As robots become more sophisticated to perform more and more tasks normally reserved for humans, one thing they haven’t quite mastered is social skills.
That could change in the future with the help of new technologies like those recently developed by researchers at MIT. A team at MIT’s Computer Science and Artificial Intelligence Laboratory (CSAIL) has developed a computer model-based robotics framework that includes certain social interactions that determine how robots can better communicate.
The technology can also help the machines learn to perform these social behaviors on their own — based on a simulated environment that creates realistic and predictable social interactions for machines.
While the technology is intended to help robots communicate better with each other, one day it could help them have smoother and safer interactions with humans, explains Boris Katz, lead researcher and head of CSAIL’s InfoLab Group and a member of the Center for Brains, Minds and Machines (CBMM).
“Robots will be living in our world soon enough and they really need to learn how to communicate with us on human terms,” he said in a press statement. “They need to understand when it’s time for them to help and when it’s time for them to see what they can do to prevent something from happening.”
In particular, the environment that researchers have developed is one in which: robots pursue physical and social goals as they move through a two-dimensional grid, researchers explained.
They designed each physical target to relate to the environment, with each social target involving guessing what a robot is trying to do and then acting on that guess, researchers said.

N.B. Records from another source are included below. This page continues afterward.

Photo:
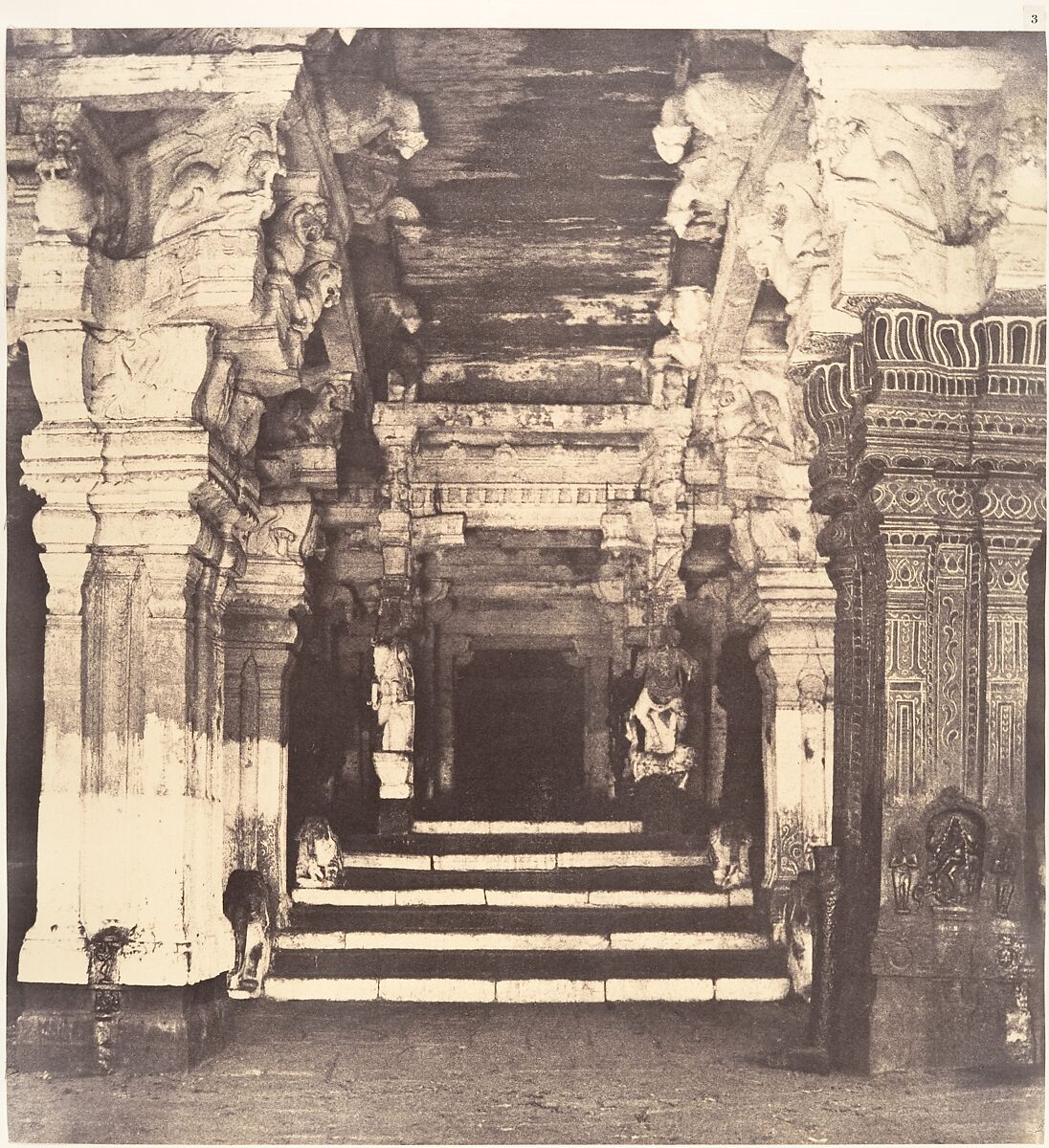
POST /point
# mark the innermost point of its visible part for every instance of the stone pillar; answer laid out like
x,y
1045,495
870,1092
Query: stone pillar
x,y
154,344
794,657
930,464
259,638
595,663
138,548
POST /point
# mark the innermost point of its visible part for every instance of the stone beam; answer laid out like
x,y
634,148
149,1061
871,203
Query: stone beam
x,y
139,81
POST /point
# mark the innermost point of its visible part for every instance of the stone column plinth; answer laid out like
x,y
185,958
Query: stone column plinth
x,y
930,468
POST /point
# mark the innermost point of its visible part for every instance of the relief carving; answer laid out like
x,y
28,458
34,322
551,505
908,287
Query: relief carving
x,y
320,859
307,417
234,194
373,130
66,201
718,116
955,844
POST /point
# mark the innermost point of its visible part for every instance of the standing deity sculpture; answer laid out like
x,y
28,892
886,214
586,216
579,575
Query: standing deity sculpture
x,y
659,709
393,695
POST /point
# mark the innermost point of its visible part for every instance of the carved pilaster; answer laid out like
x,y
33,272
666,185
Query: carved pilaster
x,y
930,465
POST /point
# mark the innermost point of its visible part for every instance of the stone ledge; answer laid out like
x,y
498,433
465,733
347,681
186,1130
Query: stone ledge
x,y
146,1028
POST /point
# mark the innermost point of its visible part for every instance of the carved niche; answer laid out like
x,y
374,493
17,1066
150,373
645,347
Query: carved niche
x,y
955,842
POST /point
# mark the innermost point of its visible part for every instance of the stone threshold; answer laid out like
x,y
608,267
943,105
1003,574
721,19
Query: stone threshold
x,y
528,991
527,898
537,828
544,941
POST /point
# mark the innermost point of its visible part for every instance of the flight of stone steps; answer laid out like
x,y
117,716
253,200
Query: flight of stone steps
x,y
523,913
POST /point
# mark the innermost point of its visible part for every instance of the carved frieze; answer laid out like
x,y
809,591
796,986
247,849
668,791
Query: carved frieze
x,y
233,192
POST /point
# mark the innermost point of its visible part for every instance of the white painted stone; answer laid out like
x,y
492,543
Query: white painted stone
x,y
407,896
451,827
435,988
322,988
750,988
469,862
393,768
565,827
689,940
359,896
538,898
470,941
386,861
658,899
608,859
658,988
311,940
549,991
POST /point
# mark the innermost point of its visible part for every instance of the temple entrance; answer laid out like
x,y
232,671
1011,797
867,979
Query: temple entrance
x,y
518,735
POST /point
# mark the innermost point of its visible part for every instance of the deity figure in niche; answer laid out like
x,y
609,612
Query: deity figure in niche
x,y
393,695
956,843
659,709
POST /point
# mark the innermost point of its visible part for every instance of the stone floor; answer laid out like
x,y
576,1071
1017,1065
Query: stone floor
x,y
416,1073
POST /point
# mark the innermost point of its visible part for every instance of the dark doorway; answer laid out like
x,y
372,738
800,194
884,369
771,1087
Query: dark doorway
x,y
518,735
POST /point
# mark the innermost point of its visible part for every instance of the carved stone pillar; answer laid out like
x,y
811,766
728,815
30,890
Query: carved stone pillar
x,y
259,637
153,342
139,546
792,653
930,464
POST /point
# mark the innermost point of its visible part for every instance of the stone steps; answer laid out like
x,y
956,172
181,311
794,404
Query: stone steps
x,y
497,893
458,913
510,918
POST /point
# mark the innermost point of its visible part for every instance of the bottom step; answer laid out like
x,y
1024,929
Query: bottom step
x,y
532,991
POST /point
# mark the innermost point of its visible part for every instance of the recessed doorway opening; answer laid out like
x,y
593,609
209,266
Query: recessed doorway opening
x,y
518,735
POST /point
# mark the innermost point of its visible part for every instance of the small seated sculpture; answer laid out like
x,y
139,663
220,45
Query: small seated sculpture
x,y
319,288
729,852
393,695
320,856
246,905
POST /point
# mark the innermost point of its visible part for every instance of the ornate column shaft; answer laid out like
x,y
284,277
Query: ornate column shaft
x,y
259,638
932,466
792,652
154,340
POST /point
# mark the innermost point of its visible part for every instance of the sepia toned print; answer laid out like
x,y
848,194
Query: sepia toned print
x,y
546,518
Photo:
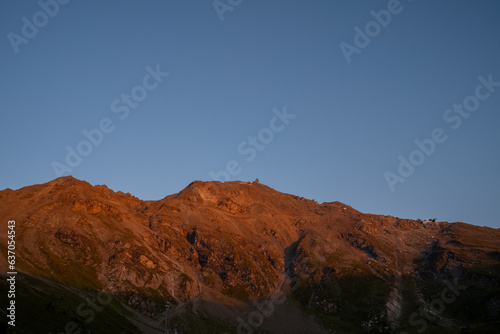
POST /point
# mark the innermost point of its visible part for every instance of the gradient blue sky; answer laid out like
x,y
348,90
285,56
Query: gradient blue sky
x,y
353,120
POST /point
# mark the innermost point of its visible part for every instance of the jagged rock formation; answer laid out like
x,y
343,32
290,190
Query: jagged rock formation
x,y
219,251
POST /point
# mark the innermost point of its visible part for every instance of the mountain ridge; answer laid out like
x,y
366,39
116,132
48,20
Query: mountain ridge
x,y
213,249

In the environment, a robot watches its companion, guesses what task it wants to accomplish, and then helps or hinders this other robot based on its own goals.
For example, a robot’s physical goal might be to navigate to a tree at a particular point on the grid. Another robot may try to guess what that robot will do next — like water the tree — and then act in a way that helps or hinders that goal, depending on its own goals.

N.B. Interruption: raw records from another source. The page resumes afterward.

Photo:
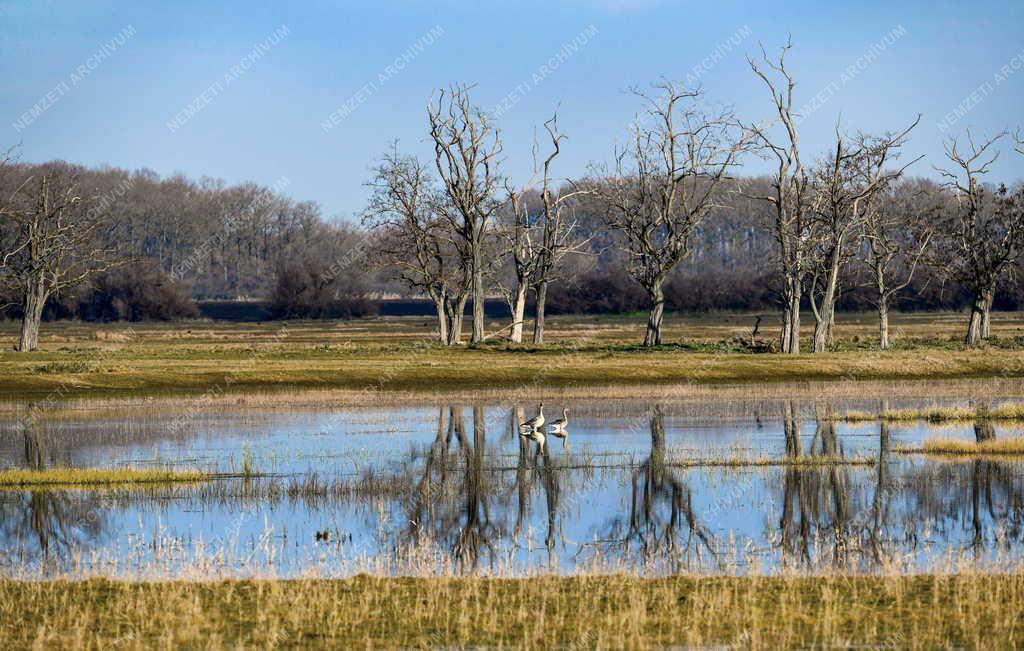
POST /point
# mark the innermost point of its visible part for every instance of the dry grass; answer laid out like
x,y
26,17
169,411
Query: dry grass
x,y
20,478
928,611
395,354
1010,446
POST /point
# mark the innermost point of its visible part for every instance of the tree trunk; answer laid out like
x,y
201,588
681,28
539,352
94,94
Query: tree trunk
x,y
825,317
974,328
518,312
883,323
442,333
456,312
35,299
790,340
985,314
653,336
477,294
820,343
542,300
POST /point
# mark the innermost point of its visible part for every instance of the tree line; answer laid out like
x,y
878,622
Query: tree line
x,y
668,222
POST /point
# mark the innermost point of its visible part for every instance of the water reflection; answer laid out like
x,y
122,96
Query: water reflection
x,y
46,525
467,484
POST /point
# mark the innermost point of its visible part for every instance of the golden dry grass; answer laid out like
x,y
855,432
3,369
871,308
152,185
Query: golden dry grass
x,y
55,477
929,611
958,447
371,356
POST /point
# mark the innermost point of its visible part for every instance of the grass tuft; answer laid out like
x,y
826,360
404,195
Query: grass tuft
x,y
964,447
94,477
968,610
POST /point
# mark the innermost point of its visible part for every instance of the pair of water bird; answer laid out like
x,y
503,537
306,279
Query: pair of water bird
x,y
534,428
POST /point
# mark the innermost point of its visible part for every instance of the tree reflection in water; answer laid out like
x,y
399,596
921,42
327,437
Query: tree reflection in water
x,y
46,525
660,508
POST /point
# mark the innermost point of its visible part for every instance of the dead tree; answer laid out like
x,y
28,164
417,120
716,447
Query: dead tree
x,y
665,183
898,229
790,197
843,185
558,229
466,150
56,243
521,235
982,233
415,242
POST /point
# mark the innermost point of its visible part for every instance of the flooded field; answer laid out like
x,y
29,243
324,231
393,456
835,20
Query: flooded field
x,y
706,486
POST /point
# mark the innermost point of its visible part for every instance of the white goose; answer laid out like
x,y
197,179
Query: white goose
x,y
535,423
560,426
538,437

“We’ve opened up a new mathematical framework for how to model social interaction between two agents,” said Ravi Tejwani, a research assistant at CSAIL, in a press statement. “Our formulation allows the plan to discover the ‘how’; we specify the ‘what’ in terms of what social interactions mean mathematically.”
Rewards based system
In the system they’ve created, researchers use their model to indicate what a robot’s physical goals are, what its social goals are, and how much emphasis it should place on one over the other, they said.
The researchers defined three types of robots in the box: a level 0 robot that has only physical goals and cannot reason socially; a level 1 robot with physical and social goals that assumes all other robots have only physical goals; and a level 2 robot that assumes that other robots have social and physical goals.

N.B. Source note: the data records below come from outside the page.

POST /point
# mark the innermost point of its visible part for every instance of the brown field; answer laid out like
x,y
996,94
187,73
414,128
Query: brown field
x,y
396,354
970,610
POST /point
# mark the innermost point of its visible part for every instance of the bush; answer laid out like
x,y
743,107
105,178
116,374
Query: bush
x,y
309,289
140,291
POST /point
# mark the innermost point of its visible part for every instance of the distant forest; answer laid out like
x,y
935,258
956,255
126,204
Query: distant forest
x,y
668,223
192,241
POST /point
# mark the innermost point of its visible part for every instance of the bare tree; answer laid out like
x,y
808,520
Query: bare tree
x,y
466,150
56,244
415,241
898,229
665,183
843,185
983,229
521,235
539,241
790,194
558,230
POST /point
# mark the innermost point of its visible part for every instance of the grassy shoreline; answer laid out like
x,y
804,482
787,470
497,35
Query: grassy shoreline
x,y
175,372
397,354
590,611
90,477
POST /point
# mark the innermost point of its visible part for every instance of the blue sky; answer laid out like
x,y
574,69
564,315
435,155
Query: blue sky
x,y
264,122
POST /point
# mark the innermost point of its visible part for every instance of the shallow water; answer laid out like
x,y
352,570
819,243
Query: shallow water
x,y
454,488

The model rewards a robot for actions it takes that bring it closer to achieving its goals. When a robot tries to help another robot, it adjusts its reward to match that of its companion; if it tries to hinder, it adjusts its reward to be the opposite.
The system uses a scheduler algorithm that decides which actions the robot should take by continuously updating the reward to guide the robot in accomplishing a mix of physical and social goals.
While the system currently strictly aids robot-to-robot interactions, researchers said it could one day lead to smoother and more positive human-robot interactions, Katz said.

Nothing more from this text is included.